Roanoke Times Copyright (c) 1995, Landmark Communications, Inc. DATE: MONDAY, October 25, 1993 TAG: 9310250074 SECTION: NATIONAL/INTERNATIONAL PAGE: A-4 EDITION: METRO SOURCE: Associated Press DATELINE: MINNEAPOLIS LENGTH: Medium
"This is one more organization that has become morally relativistic and that's deeply disappointing," Tom Minnery, a spokesman for Focus on the Family, said Sunday. Focus is an evangelical Christian organization based in Colorado Springs, Colo.
The Girl Scouts national convention delegates voted 1,560-375 Saturday to allow girls to pledge service to the spiritual power of their conscience - or none at all.
"I believe that Girl Scouts are an inclusive organization, and the idea is that we are across all lines, not just focusing on one group or religion or race," 18-year-old Angie Greiling, a delegate from Roseville, Minn., said last week.

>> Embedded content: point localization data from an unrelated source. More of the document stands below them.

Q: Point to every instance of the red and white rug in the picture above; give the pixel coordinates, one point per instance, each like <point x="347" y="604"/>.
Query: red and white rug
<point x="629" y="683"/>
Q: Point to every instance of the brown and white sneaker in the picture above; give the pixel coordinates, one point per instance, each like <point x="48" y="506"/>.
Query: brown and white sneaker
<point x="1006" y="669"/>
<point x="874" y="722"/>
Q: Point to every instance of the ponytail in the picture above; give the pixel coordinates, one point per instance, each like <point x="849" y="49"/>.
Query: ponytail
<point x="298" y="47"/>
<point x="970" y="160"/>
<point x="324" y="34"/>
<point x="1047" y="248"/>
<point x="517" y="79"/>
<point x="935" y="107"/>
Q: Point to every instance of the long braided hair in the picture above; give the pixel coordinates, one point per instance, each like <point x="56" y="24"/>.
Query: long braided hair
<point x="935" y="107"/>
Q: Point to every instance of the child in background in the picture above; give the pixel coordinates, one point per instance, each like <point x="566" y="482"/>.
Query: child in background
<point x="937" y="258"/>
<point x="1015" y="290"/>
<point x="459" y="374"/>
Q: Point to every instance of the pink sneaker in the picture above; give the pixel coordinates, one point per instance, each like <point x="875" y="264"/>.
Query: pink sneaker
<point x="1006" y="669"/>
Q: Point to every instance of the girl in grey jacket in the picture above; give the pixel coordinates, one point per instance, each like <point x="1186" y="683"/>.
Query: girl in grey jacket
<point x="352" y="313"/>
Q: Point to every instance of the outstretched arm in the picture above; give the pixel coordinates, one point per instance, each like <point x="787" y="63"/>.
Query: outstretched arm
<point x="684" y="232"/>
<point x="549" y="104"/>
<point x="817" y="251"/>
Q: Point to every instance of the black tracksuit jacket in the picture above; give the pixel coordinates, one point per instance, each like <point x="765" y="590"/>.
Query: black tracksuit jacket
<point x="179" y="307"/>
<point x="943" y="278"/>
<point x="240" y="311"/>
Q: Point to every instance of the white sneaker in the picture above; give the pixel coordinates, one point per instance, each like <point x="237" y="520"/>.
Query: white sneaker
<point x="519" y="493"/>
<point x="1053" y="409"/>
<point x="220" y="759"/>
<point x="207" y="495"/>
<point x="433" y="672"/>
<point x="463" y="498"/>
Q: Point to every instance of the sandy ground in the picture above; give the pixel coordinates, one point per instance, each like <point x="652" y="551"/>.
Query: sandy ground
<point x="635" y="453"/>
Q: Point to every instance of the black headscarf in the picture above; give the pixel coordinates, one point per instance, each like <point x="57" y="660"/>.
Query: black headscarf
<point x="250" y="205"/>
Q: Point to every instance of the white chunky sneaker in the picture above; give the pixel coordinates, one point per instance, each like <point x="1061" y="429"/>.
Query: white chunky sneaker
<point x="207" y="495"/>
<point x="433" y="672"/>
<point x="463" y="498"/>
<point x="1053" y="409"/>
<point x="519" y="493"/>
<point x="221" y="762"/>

The measure, which takes effect immediately, keeps the Girl Scout promise's official wording intact, but allows individual girls to substitute for God another word or words they deem more appropriate.

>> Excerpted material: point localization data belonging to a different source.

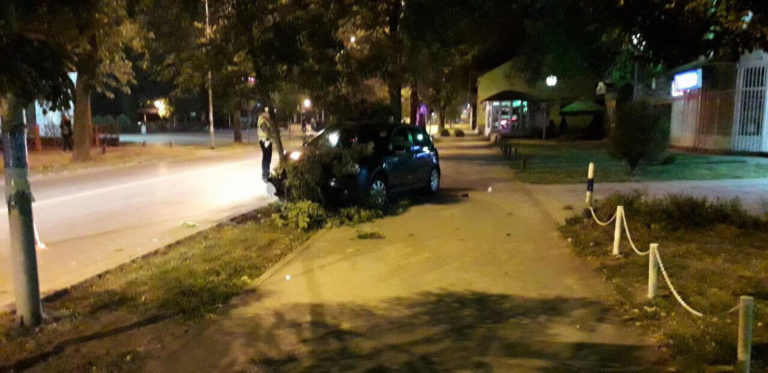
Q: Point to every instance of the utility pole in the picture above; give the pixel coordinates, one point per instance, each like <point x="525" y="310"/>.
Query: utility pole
<point x="18" y="197"/>
<point x="210" y="91"/>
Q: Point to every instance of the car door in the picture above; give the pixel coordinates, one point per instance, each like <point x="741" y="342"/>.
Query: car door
<point x="399" y="161"/>
<point x="423" y="156"/>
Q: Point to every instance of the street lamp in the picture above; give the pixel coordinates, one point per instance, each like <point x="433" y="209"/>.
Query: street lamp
<point x="551" y="81"/>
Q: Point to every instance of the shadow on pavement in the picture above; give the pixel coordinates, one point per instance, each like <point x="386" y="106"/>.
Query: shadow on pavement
<point x="436" y="332"/>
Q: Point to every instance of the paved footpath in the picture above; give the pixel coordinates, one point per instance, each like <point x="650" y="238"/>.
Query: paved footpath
<point x="479" y="283"/>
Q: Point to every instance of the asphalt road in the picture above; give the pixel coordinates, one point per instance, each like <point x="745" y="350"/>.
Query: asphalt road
<point x="93" y="221"/>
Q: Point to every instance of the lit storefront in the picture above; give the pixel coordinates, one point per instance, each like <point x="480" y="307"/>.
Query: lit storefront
<point x="511" y="113"/>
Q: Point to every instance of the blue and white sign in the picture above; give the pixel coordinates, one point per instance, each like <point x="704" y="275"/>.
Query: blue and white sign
<point x="686" y="81"/>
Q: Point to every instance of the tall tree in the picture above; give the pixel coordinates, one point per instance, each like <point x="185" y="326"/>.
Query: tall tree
<point x="676" y="32"/>
<point x="97" y="33"/>
<point x="287" y="42"/>
<point x="32" y="67"/>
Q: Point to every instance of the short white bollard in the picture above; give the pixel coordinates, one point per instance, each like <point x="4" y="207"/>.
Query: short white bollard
<point x="653" y="270"/>
<point x="744" y="348"/>
<point x="617" y="230"/>
<point x="590" y="183"/>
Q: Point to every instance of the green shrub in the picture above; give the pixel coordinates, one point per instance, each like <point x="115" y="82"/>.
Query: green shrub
<point x="356" y="215"/>
<point x="304" y="178"/>
<point x="641" y="133"/>
<point x="301" y="215"/>
<point x="675" y="211"/>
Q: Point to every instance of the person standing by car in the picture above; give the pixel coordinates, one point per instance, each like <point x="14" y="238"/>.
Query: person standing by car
<point x="66" y="133"/>
<point x="264" y="130"/>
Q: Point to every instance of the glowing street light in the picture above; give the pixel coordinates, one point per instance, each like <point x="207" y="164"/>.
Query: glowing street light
<point x="551" y="81"/>
<point x="162" y="108"/>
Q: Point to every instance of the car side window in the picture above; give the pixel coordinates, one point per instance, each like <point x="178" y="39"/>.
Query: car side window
<point x="400" y="140"/>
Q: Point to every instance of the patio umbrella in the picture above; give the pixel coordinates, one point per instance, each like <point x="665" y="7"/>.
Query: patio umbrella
<point x="582" y="107"/>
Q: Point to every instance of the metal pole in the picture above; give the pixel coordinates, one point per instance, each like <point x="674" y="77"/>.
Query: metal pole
<point x="22" y="231"/>
<point x="617" y="230"/>
<point x="210" y="90"/>
<point x="590" y="183"/>
<point x="634" y="88"/>
<point x="653" y="270"/>
<point x="744" y="349"/>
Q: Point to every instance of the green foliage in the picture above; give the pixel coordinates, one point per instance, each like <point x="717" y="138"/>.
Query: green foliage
<point x="125" y="124"/>
<point x="304" y="179"/>
<point x="641" y="133"/>
<point x="714" y="253"/>
<point x="301" y="215"/>
<point x="356" y="215"/>
<point x="677" y="32"/>
<point x="675" y="211"/>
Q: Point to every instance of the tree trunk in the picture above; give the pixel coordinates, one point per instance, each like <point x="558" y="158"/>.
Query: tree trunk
<point x="395" y="98"/>
<point x="414" y="103"/>
<point x="20" y="222"/>
<point x="473" y="103"/>
<point x="83" y="125"/>
<point x="238" y="127"/>
<point x="277" y="139"/>
<point x="394" y="79"/>
<point x="441" y="115"/>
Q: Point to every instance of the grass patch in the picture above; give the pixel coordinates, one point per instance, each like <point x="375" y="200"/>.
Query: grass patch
<point x="555" y="162"/>
<point x="188" y="279"/>
<point x="714" y="252"/>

The official wording reads: "On my honor, I will try to serve God and my country, to help people at all times, and to live by the Girl Scout Law."
The group's leaders said the change acknowledges growing religious and ethnic diversity among the nation's 2.6 million Girl Scouts. Regions with large Asian and American Indian populations have had trouble recruiting girls whose religious tradition doesn't include a Judeo-Christian concept of God, said Ellen Christie Ach, a spokeswoman for Girl Scouts of the USA.
However, Dean Gupta, a Hindu board member of Geeta Ashram Church in Brooklyn Park, Minn., said the word "God" is not exclusively Christian.